# Searching for a pure Heinzl's male



## Lisa3 (Aug 16, 2006)

Hi 
does any of you know a breeder that still have males of this rare bloodline?
A friend of mine has beautiful pure Heinzl's female and wishes to buy a male.
Hope you can advice
thanks in advance
ciao
up:


----------



## Lisa3 (Aug 16, 2006)

nobody can give us a hint about this..is this bloodline lost?


----------



## OldFortKennels (Mar 10, 2006)

some of these dogs go back into pure Colby lines from what Ive found.

I have even seen some with Corvino, Tudor and even Dibbo in there!

who is the sire and dam of your friends dog?

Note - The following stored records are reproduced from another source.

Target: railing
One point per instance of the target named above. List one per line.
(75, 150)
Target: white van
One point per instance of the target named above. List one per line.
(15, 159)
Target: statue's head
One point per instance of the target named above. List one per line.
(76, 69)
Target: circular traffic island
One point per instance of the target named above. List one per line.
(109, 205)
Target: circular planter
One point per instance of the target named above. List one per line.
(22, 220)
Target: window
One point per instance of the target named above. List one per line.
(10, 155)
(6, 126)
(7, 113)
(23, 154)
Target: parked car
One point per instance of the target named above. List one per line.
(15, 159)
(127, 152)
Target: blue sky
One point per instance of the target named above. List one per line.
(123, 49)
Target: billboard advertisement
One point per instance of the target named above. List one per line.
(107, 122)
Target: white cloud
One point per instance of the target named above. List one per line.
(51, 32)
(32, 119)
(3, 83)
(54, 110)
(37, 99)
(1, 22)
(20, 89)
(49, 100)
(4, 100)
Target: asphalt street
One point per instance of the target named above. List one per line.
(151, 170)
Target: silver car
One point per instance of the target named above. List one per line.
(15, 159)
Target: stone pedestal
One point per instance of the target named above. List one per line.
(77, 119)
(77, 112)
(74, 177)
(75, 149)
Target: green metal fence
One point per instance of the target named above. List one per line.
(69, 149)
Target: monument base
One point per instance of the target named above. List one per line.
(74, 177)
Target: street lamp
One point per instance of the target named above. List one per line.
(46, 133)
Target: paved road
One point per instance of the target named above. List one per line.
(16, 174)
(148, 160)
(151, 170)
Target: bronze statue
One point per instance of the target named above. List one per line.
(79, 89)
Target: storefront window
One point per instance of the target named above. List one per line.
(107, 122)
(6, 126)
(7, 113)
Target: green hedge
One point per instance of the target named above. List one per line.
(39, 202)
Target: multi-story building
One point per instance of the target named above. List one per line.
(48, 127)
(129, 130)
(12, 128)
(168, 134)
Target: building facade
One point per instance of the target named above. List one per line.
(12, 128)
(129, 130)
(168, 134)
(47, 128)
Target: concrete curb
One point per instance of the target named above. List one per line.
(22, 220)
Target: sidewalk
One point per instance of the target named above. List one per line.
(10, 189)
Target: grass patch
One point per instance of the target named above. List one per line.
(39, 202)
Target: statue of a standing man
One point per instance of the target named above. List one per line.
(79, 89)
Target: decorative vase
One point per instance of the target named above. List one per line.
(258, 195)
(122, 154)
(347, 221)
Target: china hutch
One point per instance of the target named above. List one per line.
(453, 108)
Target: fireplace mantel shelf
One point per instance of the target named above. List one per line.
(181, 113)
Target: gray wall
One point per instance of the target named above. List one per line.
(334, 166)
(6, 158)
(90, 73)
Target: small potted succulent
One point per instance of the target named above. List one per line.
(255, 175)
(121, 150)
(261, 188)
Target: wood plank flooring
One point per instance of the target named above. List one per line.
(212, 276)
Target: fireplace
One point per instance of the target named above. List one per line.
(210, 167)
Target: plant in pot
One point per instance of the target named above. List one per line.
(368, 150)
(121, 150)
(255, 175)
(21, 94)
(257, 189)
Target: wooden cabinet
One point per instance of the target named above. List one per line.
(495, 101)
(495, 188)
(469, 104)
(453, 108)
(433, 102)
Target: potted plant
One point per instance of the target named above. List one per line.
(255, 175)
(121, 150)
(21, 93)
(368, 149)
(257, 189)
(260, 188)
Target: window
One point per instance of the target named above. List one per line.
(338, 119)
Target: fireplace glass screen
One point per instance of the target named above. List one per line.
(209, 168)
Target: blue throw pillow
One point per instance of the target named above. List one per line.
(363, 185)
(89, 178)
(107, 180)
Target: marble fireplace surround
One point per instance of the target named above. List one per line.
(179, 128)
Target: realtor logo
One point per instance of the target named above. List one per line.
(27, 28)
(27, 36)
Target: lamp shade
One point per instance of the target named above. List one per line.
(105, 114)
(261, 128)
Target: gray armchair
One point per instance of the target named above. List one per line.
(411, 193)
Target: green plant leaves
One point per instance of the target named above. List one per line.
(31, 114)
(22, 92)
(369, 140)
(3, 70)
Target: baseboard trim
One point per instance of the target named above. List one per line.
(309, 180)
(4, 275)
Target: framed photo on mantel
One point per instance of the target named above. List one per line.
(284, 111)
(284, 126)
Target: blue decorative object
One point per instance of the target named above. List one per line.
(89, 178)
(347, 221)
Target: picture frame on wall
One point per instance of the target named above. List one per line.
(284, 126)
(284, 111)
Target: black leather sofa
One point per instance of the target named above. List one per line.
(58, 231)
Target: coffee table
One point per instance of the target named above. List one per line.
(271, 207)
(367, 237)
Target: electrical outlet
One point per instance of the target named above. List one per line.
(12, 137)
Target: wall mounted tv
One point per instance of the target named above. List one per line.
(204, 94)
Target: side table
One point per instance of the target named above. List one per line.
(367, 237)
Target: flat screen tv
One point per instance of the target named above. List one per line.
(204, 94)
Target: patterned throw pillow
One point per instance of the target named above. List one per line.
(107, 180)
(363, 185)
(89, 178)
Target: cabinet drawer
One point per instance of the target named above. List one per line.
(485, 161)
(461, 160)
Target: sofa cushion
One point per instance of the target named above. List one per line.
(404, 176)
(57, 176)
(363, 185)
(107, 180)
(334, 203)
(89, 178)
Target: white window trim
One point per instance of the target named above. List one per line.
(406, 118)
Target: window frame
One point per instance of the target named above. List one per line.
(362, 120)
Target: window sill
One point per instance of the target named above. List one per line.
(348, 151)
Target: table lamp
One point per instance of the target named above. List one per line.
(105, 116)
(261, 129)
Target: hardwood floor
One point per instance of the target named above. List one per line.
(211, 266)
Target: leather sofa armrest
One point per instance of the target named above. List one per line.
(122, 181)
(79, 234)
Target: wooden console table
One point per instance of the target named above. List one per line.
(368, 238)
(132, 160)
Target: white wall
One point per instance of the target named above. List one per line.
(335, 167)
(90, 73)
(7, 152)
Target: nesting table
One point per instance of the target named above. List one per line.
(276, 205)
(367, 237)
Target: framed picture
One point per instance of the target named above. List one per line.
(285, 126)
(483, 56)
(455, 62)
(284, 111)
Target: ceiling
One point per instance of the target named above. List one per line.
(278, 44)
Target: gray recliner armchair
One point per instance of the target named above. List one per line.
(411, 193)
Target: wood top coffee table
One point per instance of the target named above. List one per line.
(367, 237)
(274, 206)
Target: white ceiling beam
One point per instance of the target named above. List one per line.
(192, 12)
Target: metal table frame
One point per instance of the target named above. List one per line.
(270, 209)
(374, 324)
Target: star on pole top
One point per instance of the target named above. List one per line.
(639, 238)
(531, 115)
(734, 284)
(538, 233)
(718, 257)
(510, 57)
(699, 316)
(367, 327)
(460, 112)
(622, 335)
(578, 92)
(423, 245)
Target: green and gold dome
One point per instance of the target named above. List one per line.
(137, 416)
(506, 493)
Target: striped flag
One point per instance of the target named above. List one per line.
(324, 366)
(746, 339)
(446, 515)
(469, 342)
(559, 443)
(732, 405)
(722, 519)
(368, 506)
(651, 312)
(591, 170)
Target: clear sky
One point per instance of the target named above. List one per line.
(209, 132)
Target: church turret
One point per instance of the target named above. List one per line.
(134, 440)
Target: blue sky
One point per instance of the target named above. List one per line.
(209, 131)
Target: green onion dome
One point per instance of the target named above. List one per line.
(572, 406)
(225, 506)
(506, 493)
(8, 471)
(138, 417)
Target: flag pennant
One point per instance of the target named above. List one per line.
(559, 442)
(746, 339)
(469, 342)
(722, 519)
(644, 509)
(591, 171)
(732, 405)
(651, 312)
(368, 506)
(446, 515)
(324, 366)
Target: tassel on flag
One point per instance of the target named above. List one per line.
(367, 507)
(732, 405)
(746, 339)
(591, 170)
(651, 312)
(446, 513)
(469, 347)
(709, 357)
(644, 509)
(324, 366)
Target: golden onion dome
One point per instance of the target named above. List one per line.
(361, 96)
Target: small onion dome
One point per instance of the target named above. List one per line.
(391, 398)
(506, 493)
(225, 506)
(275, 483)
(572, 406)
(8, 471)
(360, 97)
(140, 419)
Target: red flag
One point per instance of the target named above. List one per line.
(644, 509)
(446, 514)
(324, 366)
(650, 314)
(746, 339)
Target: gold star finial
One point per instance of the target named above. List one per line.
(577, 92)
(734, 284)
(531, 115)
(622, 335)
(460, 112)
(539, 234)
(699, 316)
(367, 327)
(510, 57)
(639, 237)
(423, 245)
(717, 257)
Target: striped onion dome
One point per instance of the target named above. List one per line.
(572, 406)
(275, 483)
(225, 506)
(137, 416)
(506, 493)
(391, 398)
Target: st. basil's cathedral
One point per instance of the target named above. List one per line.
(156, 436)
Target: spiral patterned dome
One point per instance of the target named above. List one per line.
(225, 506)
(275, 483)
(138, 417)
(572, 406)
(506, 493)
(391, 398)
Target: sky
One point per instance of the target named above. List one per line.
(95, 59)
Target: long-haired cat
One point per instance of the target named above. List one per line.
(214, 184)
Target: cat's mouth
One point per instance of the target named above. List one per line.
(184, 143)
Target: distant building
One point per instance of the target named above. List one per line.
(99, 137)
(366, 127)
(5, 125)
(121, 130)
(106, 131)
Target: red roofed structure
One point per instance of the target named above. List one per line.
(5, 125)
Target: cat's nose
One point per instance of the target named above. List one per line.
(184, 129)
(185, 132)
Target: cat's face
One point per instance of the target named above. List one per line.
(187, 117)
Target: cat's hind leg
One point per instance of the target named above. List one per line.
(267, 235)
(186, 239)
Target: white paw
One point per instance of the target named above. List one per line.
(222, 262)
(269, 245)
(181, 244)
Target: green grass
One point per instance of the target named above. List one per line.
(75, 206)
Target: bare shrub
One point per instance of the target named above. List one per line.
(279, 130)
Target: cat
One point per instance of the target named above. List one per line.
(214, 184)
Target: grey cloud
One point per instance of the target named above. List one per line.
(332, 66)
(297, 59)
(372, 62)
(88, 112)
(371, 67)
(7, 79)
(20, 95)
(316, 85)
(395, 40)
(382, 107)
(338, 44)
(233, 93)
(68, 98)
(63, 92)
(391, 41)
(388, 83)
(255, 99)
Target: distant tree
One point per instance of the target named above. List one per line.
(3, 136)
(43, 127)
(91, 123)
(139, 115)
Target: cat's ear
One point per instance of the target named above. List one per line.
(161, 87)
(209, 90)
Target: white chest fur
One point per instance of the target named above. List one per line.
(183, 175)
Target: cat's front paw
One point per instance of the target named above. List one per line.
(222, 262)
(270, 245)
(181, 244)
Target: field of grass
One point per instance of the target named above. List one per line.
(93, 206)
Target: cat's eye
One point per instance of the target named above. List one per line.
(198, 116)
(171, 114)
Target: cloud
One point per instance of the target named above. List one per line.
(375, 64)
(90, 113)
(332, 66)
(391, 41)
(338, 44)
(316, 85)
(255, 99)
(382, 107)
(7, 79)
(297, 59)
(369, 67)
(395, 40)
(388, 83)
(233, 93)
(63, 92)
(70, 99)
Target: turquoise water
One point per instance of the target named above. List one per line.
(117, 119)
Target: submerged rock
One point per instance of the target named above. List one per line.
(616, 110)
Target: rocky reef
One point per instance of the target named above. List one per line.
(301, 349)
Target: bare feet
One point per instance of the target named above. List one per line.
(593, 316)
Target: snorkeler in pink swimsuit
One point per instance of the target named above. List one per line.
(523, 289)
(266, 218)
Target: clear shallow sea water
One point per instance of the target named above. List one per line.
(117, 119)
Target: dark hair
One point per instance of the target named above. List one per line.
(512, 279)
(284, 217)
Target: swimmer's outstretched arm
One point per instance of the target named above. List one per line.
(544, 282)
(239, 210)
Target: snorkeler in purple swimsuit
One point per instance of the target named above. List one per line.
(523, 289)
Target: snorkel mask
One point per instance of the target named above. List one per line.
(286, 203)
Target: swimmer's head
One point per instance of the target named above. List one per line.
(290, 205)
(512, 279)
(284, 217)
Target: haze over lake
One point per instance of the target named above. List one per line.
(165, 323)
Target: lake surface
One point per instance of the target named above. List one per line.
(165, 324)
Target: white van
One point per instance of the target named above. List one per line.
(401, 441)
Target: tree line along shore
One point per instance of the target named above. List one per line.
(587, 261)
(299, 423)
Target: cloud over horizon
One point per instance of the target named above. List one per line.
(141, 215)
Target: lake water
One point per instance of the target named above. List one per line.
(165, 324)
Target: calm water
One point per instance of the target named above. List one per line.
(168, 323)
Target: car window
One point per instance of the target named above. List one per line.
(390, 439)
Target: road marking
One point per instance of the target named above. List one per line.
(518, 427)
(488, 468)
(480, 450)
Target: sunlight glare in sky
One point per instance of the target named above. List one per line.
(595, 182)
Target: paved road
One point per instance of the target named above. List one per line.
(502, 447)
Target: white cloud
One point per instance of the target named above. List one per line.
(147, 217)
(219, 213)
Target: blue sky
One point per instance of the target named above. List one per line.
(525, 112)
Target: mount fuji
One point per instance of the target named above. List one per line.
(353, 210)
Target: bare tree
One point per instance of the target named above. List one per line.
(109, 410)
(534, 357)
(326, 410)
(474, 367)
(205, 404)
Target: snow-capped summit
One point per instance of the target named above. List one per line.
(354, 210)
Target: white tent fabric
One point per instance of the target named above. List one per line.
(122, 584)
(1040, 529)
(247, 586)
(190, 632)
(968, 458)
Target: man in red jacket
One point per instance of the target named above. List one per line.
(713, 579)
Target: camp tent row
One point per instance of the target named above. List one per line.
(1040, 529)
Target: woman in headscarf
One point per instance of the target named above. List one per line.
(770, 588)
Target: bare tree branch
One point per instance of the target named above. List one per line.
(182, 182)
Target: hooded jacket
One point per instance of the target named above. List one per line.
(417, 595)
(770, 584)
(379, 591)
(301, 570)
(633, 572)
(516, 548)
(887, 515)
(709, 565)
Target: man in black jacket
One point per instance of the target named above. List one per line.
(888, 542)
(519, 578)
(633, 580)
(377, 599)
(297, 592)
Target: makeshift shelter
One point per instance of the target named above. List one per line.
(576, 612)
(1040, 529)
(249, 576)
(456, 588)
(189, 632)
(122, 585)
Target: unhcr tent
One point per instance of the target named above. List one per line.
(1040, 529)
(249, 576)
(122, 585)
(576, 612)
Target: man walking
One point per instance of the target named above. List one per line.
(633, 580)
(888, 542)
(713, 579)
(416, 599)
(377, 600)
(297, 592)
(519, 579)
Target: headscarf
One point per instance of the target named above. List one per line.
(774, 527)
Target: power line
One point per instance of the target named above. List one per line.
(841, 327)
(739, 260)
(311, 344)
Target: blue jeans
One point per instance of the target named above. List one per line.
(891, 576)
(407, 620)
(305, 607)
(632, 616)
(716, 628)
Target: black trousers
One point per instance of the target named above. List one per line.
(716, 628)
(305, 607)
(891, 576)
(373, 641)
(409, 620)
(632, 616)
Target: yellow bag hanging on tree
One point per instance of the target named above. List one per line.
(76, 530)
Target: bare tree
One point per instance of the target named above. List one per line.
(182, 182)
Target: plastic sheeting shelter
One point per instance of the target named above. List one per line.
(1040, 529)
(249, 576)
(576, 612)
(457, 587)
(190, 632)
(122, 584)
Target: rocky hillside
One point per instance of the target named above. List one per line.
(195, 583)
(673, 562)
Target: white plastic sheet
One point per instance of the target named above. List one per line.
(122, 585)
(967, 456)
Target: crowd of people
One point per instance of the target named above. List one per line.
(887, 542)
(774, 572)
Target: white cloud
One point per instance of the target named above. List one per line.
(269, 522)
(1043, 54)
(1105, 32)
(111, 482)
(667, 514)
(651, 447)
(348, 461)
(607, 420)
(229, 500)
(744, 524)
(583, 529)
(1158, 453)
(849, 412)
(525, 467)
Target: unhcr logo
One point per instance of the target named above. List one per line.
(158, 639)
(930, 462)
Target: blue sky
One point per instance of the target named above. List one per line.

you know this dog dont you......look at the bitch

http://www.wildsidekennels.com/dibo.html


----------



## littleboyblue (Feb 19, 2006)

*heres one I found*

http://members.tripod.com/clicks_apbt/


----------



## Midwest Bully (May 10, 2006)

Its gonna be exremely hard to find a pure Heinzl dog. Where did your friend get their female?


----------



## Lisa3 (Aug 16, 2006)

This guy friend of mine used to own a fantastic pure HEINZL'S, she died not long ago..I wish to post her ped which is astonishing as 99% of ancestors are pure Heinzl's..it is too big and I find it difficul to reduce it..hoper i can post it to you later..anyway this is a link where u can see the passed away Champion Betty:
http://www.gamekennel.altervista.org/yard_news.html
The new female he got a month ago is also descending from same ancestors and line..the guy told me these Heinzl's dogs were imported some years ago from the states from a kennel which then has been destroyed and all dogs sadly have been put to sleep..cannot tell the name now..will come to you later also with this..
Thank you for helping out this guy which is really very very fond of this bloodline I talk on his behalf as he cannot speak english.
Ciao


----------



## Midwest Bully (May 10, 2006)

Betty is a outstanding look'n dog!!

I will look around for this line and see what I can find.....


----------



## Lisa3 (Aug 16, 2006)

Thank you all for your help..I post a pic's of Heinzl's Zuny ..the actual beautiful dog of this friend of mine.
ciao


----------



## Lisa3 (Aug 16, 2006)

littleboyblue said:


> http://members.tripod.com/clicks_apbt/


Thank you!! but unfortunately messages sent to the e-mail address shown on site are " undeliverable" Do you know another way to contact Paradise Farm?
Bye


----------